En aucun cas le magistrat ne peut débouter le salarié de sa demande de dommages-intérêts au titre d’un harcèlement moral au seul motif que ce dernier n’aurait pas démontré un préjudice.
C’est ce que la Cour de cassation vient de juger en rappelant en substance qu’il faut pas confondre la cause (l’existence ou non d’un harcèlement moral) et la conséquence (l’indemnisation du préjudice).
Dans cette affaire, suite à une mesure de mutation disciplinaire, un salarié protégé avait saisi le Conseil des prud’hommes, notamment aux fins d’annulation de la sanction disciplinaire et paiement de dommages-intérêts au titre d’un harcèlement moral.
La Cour d’appel avait débouté le salarié de sa demande de dommages et intérêts au titre d’un harcèlement moral, au seul motif qu’il ne donnait aucun élément sur le préjudice qui en aurait résulté, sans avoir au préalable statué sur l’existence – ou non – d’une situation de harcèlement moral.

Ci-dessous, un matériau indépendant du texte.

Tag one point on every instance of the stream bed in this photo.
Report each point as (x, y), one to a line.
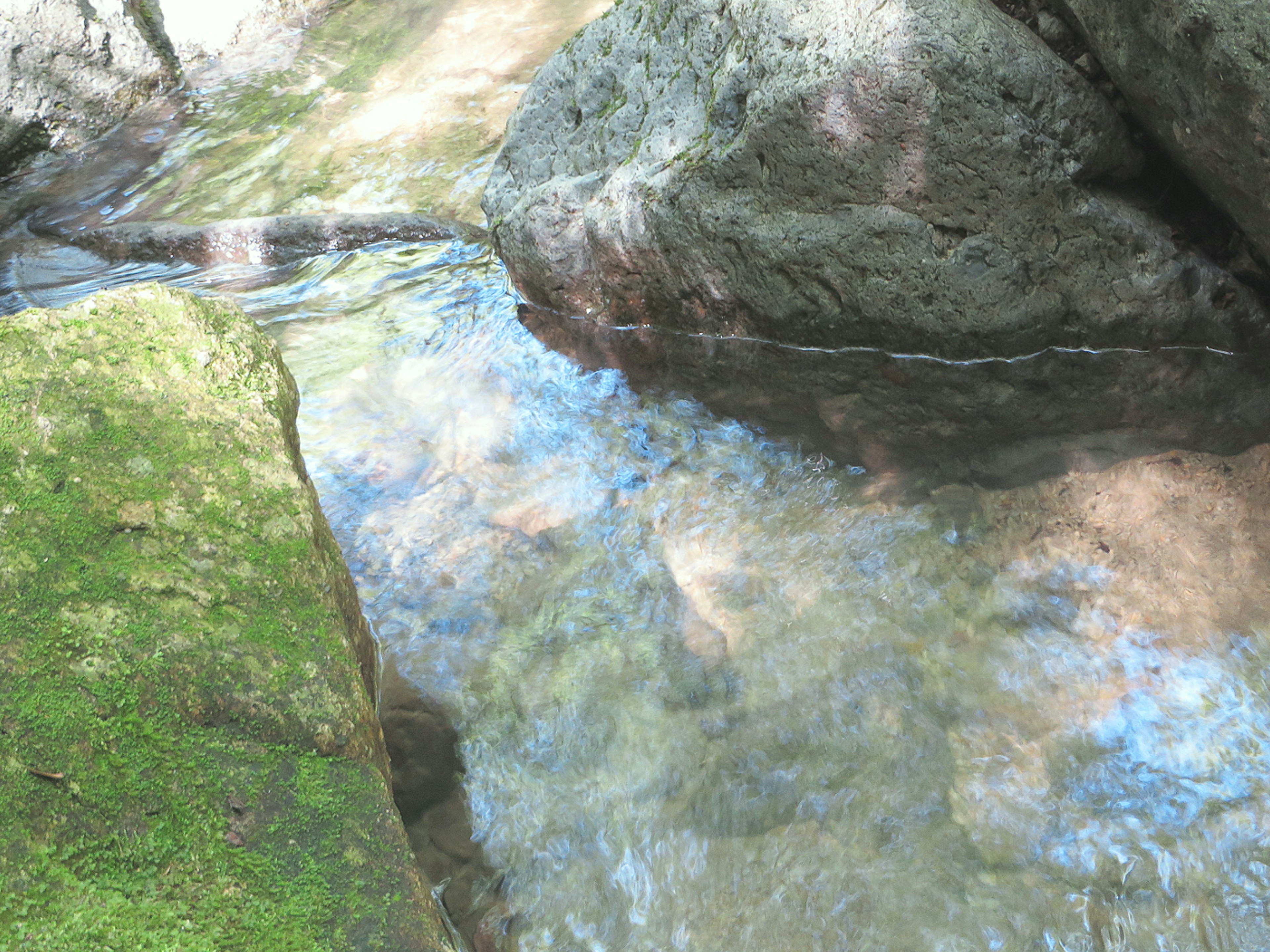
(717, 694)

La Cour de cassation a, sans surprise, sanctionné cette position en rappelant que « pour se prononcer sur l’existence d’un harcèlement moral, il appartient au juge d’examiner l’ensemble des éléments invoqués par le salarié, en prenant en compte les documents médicaux éventuellement produits, et d’apprécier si les faits matériellement établis, pris dans leur ensemble, permettent de présumer l’existence d’un harcèlement moral » puis « d’apprécier si l’employeur prouve que les agissements invoqués ne sont pas constitutifs d’un tel harcèlement et que ses décisions sont justifiées par des éléments objectifs étrangers à tout harcèlement ».
En d’autres termes, la Cour de cassation rappelle, très logiquement, que les juges du fond auraient dû, avant de statuer sur le préjudice et les dommages-intérêts en résultant, se prononcer préalablement sur l’existence d’un harcèlement moral.